Chelsea Manning attempted suicide for second time since July – lawyer
Whistleblower Chelsea Manning has revealed she tried to commit suicide in early October, the second attempt to end her life since July. Manning’s lawyer has confirmed the suicide attempt as he accused the Army of provoking his client.
“After her July suicide attempt, I watched her to begin to piece her life and spirit back together, only to have that shattered by the disciplinary proceedings brought against her and then an unannounced initiation of her term of punishment last month,” Chase Strangio, an American Civil Liberties Union lawyer representing Manning, said in a statement posted on his Twitter account.
Chelsea Manning Tried Committing Suicide a Second Time in October https://t.co/uFSPcK3UV1
— Charlie Savage (@charlie_savage) November 4, 2016
Strangio has confirmed that Chelsea Manning, previously known as Bradley Manning, tried to commit suicide last month while in solitary confinement. That solitary stay was punishment for a prior suicide attempt in July.
“She asked me to confirm that,” Strangio said, according to the New York Times.
My statement on the recent news from the @nytimes on Chelsea Manning. pic.twitter.com/qmC6IV21gd
— Chase Strangio (@chasestrangio) 4 ноября 2016 г.
The newspaper was the first to unveil Manning’s attempt after receiving her statement from her volunteers at the Chelsea Manning Support Network. Its members have passed along Manning’s request, saying that she wanted her letter be sent to the paper this week.
Manning, who is currently barred from using mail, reportedly dictated her statement to one of the volunteers over the phone.
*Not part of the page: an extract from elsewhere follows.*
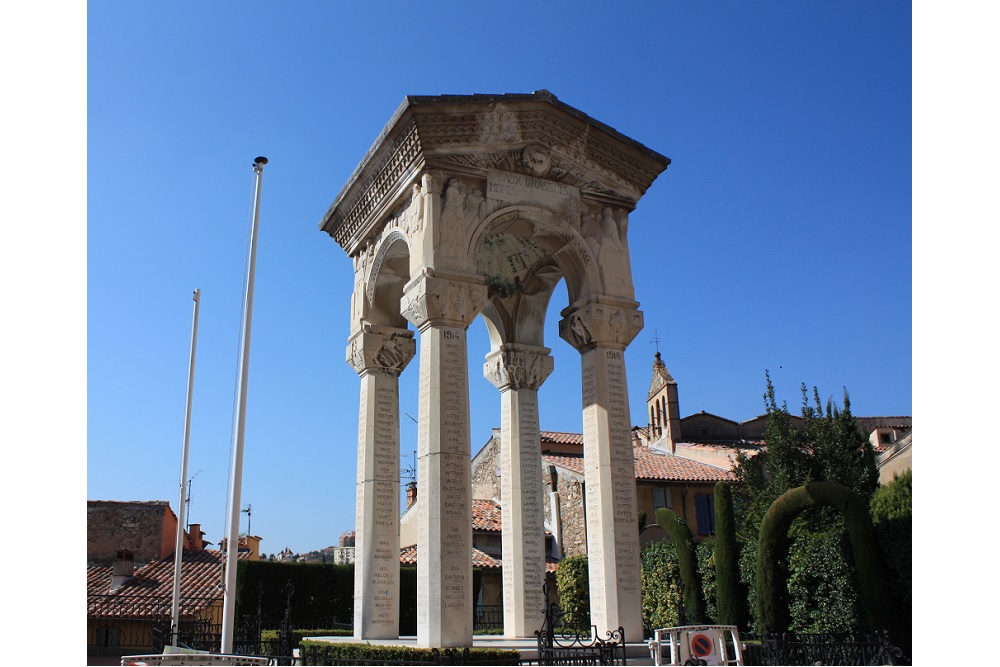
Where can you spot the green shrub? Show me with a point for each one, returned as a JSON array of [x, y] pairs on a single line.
[[573, 585], [772, 575], [328, 653], [677, 528], [730, 595], [895, 540], [706, 552], [273, 636], [661, 588], [895, 500], [319, 591], [823, 590]]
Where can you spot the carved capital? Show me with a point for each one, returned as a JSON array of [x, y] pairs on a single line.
[[601, 325], [381, 349], [442, 301], [516, 366]]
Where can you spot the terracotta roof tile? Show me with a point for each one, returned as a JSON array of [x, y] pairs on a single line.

It is addressed to the Inspector General of the Intelligence Community Investigations Division and is dated October 17.
The four-page statement indicates that Manning attempted suicide on October 4, on the first night of her week in solitary detention. She was punished with 14 days in solitary confinement on September 23 for trying to kill herself in the summer.
The statement focuses on what Manning called “malicious activities” and “potential criminal actions” by intelligence community officials and personnel, which took place on October 10 and 11 and which she wanted investigated.
Manning described being placed on suicide watch and the transfer to a special observation unit, called Alpha Tier, where she continued to be held in solitary confinement.
On the night of October 10, Manning claimed four unknown intelligence community officials – one female and three males – “planned and executed an elaborated terrorist attack, prison breakout, kidnapping and hostage situation.”
She claims the four “attackers” posed as actual tier guards and tried to encourage her to escape, but she refused to cooperate. Instead, Manning said she tried to hide in the corner of her cell, where she could not be seen, to reach their reaction. She claims hearing “two men speaking in broken Arabic with a Saudi Arabian flair or accent.”
Manning said at one point she jumped out of her corner, yelling at the attackers: “Who are you, people? You are not correctional specialists…”
“I feared for my life. I thought that if I could not fight all three of them, I was going to die or be taken hostage,” she said.
However, as morning dawned a regular shift of guards familiar to Manning arrived, and “everything returned to normal, except that several correctional specialists were deep cleaning the entirety of Alpha tier with Pine Sol and bleach.”
The Army has rejected that events described by Manning ever took place, according to the Times.
Manning has spent five years in jail of a 35-year sentence at the US Army’s Fort Leavenworth prison in Kansas, for leaking thousands of sensitive military documents to WikiLeaks while working as an Army intelligence analyst.